Friday, September 21, 2012

Great Lakes Seaway Trail War of 1812 Bicentennial Quilt Exhibit

This traveling exhibit of 1812 period-style quilts and interpretive panels really caught my eye at the PA Quilt Extravaganza, mainly because I love quilts that look old. The panels tell the stories of war, clothing, seamstresses, fabrics, sewing tools, and the possibility that the bedrolls the soldiers carried could have contained quilts from a loved one at home.

Soldiers' uniforms, made entirely by hand, were sewed by seamstresses who were required to complete a uniform in 1 to 1-1/2 weeks. 

You can read about the Great Lakes Seaway Trail Challenge here. The size of the completed panel had to be 30" x 70" but could vary 2" in both directions. Had I known about this challenge, I would have enjoyed making a panel as I love working with reproduction fabrics.  

George Brown's Quilt was made by Sally Wodell Stevens, Ellisburg, NY.  Sally designed her bedroll quilt using a modified version of the Star of Bethlehem which was known in the Philadelphia area. George Brown is the name of her 4th great grandfather who served in the Revolutionary War. 


Another interpretive panel and more quilts.

For Thomas is an original design made by Martha T. McCarthy, Londonderry, NH.  

Martha invented a story in the form of a letter written by a wife to her husband. It begins, "My dearest Thomas . . . I am concerned for your safety in this cold winter weather and have gathered fabric from friends to make this quilt. The center piece is from the bed curtains that your parents used. The back is fabric that I had planned to use for a dress and the others are pieces from many scrap baskets. . . "

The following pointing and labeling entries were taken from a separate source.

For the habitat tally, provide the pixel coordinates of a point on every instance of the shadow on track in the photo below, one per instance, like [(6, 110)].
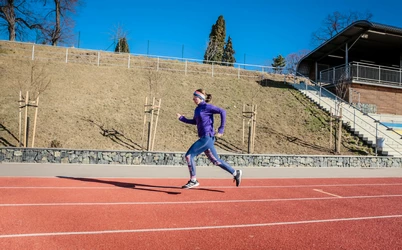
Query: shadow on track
[(138, 186)]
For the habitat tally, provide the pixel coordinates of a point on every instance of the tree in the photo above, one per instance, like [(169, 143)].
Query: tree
[(120, 35), (214, 51), (17, 17), (122, 46), (293, 59), (278, 64), (336, 22), (59, 24), (228, 53)]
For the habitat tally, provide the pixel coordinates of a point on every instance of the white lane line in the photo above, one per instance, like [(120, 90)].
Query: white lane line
[(223, 187), (145, 230), (193, 202), (321, 191)]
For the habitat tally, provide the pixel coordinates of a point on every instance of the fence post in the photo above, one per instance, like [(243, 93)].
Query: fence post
[(33, 52), (66, 55), (379, 73)]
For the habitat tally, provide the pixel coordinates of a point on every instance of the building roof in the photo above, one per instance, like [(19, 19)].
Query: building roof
[(367, 41)]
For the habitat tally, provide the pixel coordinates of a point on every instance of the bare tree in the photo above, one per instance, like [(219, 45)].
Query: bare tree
[(336, 22), (293, 58), (17, 17), (59, 23), (119, 37)]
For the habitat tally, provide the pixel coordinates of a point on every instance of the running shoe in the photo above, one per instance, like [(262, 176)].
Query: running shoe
[(191, 184)]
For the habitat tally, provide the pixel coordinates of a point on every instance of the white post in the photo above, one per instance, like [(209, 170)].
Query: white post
[(33, 52), (66, 55)]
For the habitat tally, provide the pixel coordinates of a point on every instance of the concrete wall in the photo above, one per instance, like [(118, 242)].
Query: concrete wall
[(37, 155)]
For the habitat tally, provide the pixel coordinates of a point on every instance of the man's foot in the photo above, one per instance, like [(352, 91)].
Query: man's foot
[(237, 177), (191, 184)]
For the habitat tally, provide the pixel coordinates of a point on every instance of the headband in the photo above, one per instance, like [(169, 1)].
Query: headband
[(199, 95)]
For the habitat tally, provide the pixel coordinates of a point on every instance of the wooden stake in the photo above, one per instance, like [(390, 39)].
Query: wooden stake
[(150, 125), (156, 124), (20, 117), (26, 120), (243, 114), (145, 121), (36, 115)]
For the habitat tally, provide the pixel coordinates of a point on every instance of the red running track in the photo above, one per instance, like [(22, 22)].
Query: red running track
[(105, 213)]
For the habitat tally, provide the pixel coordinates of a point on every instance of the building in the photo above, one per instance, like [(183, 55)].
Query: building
[(363, 65)]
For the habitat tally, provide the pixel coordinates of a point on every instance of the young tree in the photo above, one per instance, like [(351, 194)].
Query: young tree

Wasn't this a clever idea? 

I keep track of all military markers when I'm out and about photographing gravestones. I know I wrote about this marker once before but it still remains one of my favorites. Stephen Partridge was a casualty of the War of 1812 when he was killed in 1814 at the Battle of Plattsburgh, NY.  He is buried at Pleasant View Cemetery, Wilmington, NY.

David Hamilton died March 7, 1813 at the age of 32. He is buried at the First Presbyterian Church of Hanover in E. Hanover, NJ. The epitaph on his deteriorating gravestone reads:

In memory of
Capt David Hamilton
who died
March 7th 1813
aged 32 years and 11 months
My wife and child behold,
Your husband and your fathers fate,
And learn that you must die;
And do prepare before too late,
To live with God on high.

Major Stephen Young survived the War of 1812 and died Feb. 23, 1847 in the 56th year of his age. He is also buried at the First Presbyterian Church of Hanover.  

Driving home from PA we were at a rest stop on the NJ Turnpike when the setting sun lit up the sky.